Thursday, October 12, 2017

The Venezuelans are Coming, and Coming

Two young men from Venezuela sell arepas on Plaza San Victorino recently.
The two employees in a stir fry place here in La Candelaria came recently from Venezuela, where one was an attorney and the other had some small businesses. A street musician whom I knew more than a dozen years ago in Caracas just showed up in La Candelaria. The other night, I was accosted by two young Venezuelan women selling arepas venezolanas. Apparently desperate, one of them placed her hand fondly on my shoulder just a few minutes after we'd met.

A Venezuelan man and boy ask for money - supposedly for
other Venezuelans - near Bogotá's Plaza Bolivar.
Colombia, which for decades sent millions of its people overseas, is now being inundated by immigrants from oil-rich Venezuela - which until not long ago was the economic envy of the rest of the continent.

The reasons are obvious: Venezuela's incompetent, increasingly authoritarian government, has caused the economy to contract nearly 20% and inflation of almost 800%, numbers usually seen only in wartime.

The Caracas Chronicles website calculates that more than 70,000 Venezuelans have come to Colombia - but nobody knows for sure, since many undoubtedly cross the border illegaly.

Venezuelans are a godsend for this year's bumper coffee crop, which is short of pickers. And I suspect that they're also helping collect Colombia's record crop of coca leaves.

According to this graph from the Caracas Chronicles blog,
the number of Venezuelans fleeing their nation far exceeds the
number of refugees crossing the Meditarrean to Europe.
The wave of foreigners has inevitably generated tensions. The two young arepa sellers talked about minor confrontations on the bus, and said that street merchants insulted and harrassed them. Undoubtedly, low income Colombians feel threatened by the wave of cheap labor. Even Colombian prostitutes have complained that Venezuelans are invading their industry, offering services at cut-rated prices.

What will happen? Venezuelan Pres. Nicolas Maduro seems determined to continue his disastrous economic policies, and shows no sign of sharing power with the oppisition. So, Venezuela will likely continue its economic tailspin, and possibly end up in some sort of civil war.

Expect the Venezuelans to keep coming.

Many thousands of Venezuelans pack Bogotá's Plaza Bolivar
during a recent vote arranged by that country's
opposition parties.
Update: A young Venezuelan woman waiting tables in a restaurant around the corner described to me a series of crimes in her country, including one when assailants threatened to shoot her dog unless she handed over valuables. She has two college degrees and back in Caracas worked in media production. Economically, she was getting by, but the crime epidemic terrified her. Via Whatsapp, she just learned that some 20 people in her community had been kidnapped in recent weeks. Those are 'express kidnappings,' in which the victim is taken to some poor neighborhood and held there until relatives deliver the ransom in euros, dollars or gold.

"The kidnappers won't accept bolivars," the fast-devaluing local currency, she added.

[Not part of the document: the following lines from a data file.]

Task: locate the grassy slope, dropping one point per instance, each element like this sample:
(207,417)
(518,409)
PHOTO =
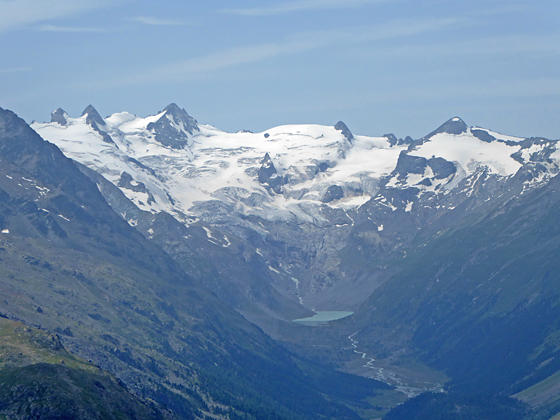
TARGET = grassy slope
(40,379)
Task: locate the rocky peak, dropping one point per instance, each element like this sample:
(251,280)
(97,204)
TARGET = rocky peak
(59,116)
(174,127)
(92,116)
(341,126)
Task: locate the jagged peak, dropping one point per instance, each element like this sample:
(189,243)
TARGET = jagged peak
(59,116)
(92,116)
(341,126)
(454,125)
(174,127)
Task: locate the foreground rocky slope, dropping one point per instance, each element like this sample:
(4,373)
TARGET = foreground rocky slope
(40,379)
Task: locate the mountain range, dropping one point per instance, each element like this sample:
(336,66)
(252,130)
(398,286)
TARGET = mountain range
(176,256)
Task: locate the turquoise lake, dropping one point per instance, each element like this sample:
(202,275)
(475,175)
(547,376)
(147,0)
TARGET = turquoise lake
(323,317)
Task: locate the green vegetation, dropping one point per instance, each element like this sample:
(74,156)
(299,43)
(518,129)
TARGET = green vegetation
(40,379)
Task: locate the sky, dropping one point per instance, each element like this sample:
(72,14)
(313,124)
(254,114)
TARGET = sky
(381,66)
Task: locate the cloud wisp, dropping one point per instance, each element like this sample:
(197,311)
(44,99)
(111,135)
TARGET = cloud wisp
(20,13)
(194,67)
(156,21)
(299,6)
(7,70)
(58,28)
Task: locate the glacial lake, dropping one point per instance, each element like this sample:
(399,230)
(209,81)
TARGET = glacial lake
(323,317)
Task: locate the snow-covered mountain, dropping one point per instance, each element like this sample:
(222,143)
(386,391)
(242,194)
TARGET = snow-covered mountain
(303,200)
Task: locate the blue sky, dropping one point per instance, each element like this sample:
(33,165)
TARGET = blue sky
(401,66)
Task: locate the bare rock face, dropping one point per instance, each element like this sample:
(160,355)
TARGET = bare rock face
(268,175)
(59,116)
(341,126)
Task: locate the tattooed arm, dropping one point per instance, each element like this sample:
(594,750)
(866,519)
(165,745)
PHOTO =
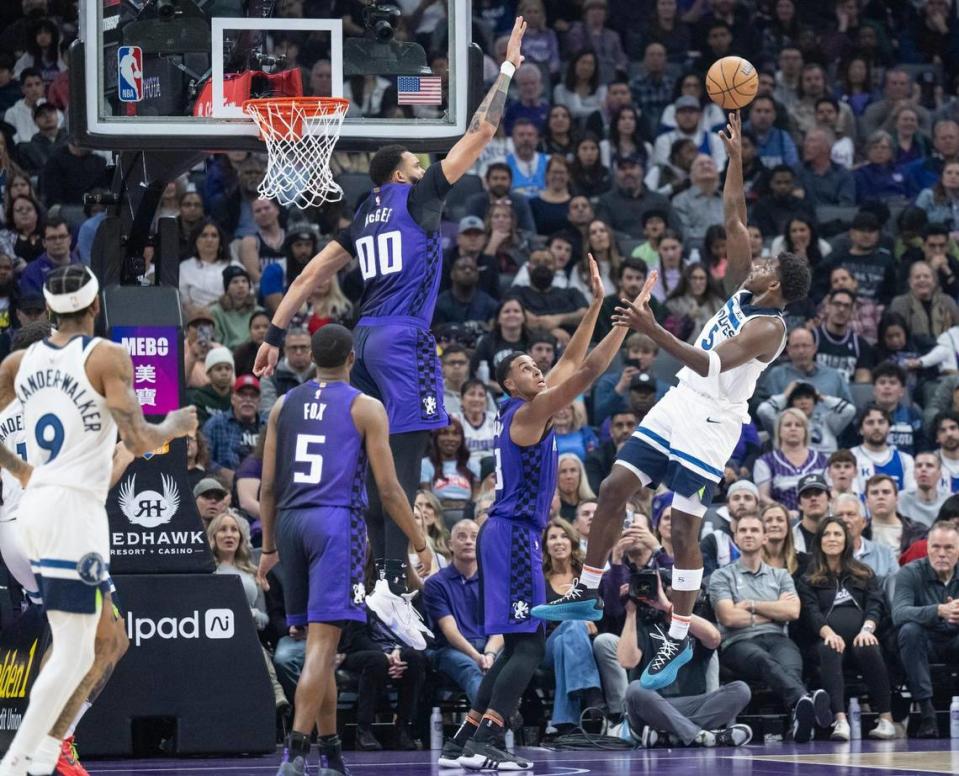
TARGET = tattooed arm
(110,367)
(467,150)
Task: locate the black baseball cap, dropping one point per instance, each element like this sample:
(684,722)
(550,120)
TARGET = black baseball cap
(32,303)
(812,482)
(642,382)
(234,271)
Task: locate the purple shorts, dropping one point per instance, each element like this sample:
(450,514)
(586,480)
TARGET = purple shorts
(511,576)
(396,362)
(323,552)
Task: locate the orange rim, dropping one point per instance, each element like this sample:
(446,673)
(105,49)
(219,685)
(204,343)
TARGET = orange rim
(279,115)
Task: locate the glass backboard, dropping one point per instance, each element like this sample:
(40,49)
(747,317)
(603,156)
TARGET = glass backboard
(171,74)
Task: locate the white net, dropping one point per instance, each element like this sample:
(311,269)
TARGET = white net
(299,134)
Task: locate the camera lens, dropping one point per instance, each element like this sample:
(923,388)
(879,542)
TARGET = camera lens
(383,30)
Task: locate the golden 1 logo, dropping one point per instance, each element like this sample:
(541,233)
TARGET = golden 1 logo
(15,671)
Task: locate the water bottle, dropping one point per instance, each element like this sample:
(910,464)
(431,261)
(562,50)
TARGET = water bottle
(855,720)
(436,729)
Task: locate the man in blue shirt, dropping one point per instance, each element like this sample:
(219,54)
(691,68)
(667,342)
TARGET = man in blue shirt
(451,597)
(802,367)
(57,253)
(775,146)
(531,104)
(889,387)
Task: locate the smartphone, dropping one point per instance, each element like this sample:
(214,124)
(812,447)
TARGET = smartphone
(204,333)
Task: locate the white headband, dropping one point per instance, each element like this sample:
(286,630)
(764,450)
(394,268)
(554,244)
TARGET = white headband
(73,301)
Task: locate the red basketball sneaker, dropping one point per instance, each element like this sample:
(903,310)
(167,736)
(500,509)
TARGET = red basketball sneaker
(69,762)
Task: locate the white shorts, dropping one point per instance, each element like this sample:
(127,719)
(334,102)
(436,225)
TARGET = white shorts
(66,535)
(684,442)
(16,560)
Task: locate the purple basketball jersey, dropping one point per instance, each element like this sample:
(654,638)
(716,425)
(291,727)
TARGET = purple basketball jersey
(525,476)
(399,260)
(320,455)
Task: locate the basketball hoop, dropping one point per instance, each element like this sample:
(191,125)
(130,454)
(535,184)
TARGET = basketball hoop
(299,133)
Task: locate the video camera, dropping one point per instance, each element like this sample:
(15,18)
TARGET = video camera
(643,584)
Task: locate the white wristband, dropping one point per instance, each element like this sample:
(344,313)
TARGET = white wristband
(715,364)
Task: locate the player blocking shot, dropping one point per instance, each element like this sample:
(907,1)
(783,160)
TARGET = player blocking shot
(319,438)
(687,438)
(395,236)
(509,553)
(77,394)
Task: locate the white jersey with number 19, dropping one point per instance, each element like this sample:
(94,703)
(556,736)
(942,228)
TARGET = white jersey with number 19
(70,433)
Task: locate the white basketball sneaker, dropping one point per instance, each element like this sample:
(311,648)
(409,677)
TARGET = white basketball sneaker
(398,614)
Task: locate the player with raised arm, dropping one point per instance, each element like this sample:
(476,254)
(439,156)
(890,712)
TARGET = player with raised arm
(112,641)
(508,550)
(77,393)
(687,438)
(318,439)
(395,237)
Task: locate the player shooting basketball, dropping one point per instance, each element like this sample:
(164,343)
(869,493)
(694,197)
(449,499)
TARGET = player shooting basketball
(687,437)
(395,236)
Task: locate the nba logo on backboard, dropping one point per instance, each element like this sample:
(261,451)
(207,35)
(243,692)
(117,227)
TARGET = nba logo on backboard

"The social decomposition has been terrible and really fast," she says, adding that "everybody's just out for money."
According to one poll published by the Caracas Chronicles
website, the great majority of Venezuelans
want to leave their country.

Yet, she actually seems to sympathise with the criminals. "When your salary is only enough to buy some bread and milk, how can you blame them," for being so desperate? she asks.

She's also sure that the government committed fraud to win majorities in most states in recent regional voting. After all, "who would vote for a government that's keeping you hungry?"

In fact, the Caracas Chronicles blog has published documents they say demonstrate pro-government fraud in the vote.